К осени состояние, конечно, не улучшилось, но сразу по приезде начали переговоры, а потом и репетиции. Партнером сразу же был выбран Владимир Яковлевич Самойлов. После «Марии» у них остались хорошие отношения. Но было и несколько опасных моментов — пристрастие к кино, пристрастие к возлияниям и возраст. Последнее, как оказалось, преодолевалось легче всего остального. Начать психологическую разработку должна была сама Мария Ивановна, а потом, как предполагалось, подключится постановщик, видимо, сам Гончаров. Репетиции шли со скрипом. Самойлову, который долго играл в провинции и много работал в кино, стиль Марии Ивановны решительно не подходил. Ее требования казались чрезмерными, манера искать и постоянно менять — ненужной тратой времени. Арбузов туго шел на переделки. До конфликтов дело не доходило. Но в октябре Мария Ивановна отказалась от роли. В театре все были прямо-таки шокированы. Помню, как В. Я. Дубровский, помощник Гончарова, долго уговаривал Марию Ивановну по телефону, старался ей доказать, что она делает большую ошибку. Она отвечала в том смысле, что играть этот текст она не может, а бороться с автором у нее нет сил.

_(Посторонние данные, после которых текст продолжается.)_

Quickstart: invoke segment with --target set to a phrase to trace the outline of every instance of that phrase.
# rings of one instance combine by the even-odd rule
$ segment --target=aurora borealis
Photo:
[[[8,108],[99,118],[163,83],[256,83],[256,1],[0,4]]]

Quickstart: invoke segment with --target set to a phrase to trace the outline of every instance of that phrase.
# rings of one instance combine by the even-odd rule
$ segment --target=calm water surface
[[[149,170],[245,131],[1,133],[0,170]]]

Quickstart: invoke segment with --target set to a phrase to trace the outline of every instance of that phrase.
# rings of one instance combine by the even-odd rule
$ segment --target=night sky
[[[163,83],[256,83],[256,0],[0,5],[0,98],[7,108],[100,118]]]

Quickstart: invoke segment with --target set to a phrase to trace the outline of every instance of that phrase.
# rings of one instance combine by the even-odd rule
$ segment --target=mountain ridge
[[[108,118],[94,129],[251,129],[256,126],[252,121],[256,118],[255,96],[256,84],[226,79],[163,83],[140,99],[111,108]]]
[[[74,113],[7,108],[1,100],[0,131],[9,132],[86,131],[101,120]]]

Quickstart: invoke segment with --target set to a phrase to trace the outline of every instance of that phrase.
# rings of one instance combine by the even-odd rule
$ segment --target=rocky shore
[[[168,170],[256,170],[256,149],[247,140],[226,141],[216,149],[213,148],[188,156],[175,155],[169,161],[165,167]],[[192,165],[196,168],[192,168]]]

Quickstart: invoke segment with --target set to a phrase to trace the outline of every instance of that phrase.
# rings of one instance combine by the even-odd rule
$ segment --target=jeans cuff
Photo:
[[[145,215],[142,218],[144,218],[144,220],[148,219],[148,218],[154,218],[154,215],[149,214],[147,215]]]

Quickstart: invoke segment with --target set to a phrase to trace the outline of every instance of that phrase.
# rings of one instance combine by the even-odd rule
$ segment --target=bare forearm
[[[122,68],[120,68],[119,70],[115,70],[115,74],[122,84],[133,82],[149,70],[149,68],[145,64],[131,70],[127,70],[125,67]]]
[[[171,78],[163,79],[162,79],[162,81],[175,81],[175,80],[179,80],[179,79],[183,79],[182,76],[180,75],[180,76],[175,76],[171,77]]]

Арбузов, оскорбленный тем, что Мария Ивановна «капризничает», вместо того, чтобы чувствовать себя счастливой и польщенной (ведь ей посвятили пьесу), потребовал, чтобы «Старомодная комедия» была поставлена безотлагательно, все равно, в каком составе. Немедленно началась подготовка спектакля с Сухаревской и Тениным, который потом и шел.
В октябре я уехала на месяц в ГДР, все еще не догадываясь, насколько серьезно обстоят дела. Когда вернулась, сомневаться было поздно. 25 октября Мария Ивановна сыграла «Дядюшкин сон» в состоянии тяжелейшего гипертонического криза с давлением 230. Потом говорила: «Ничего не помню, как и что было.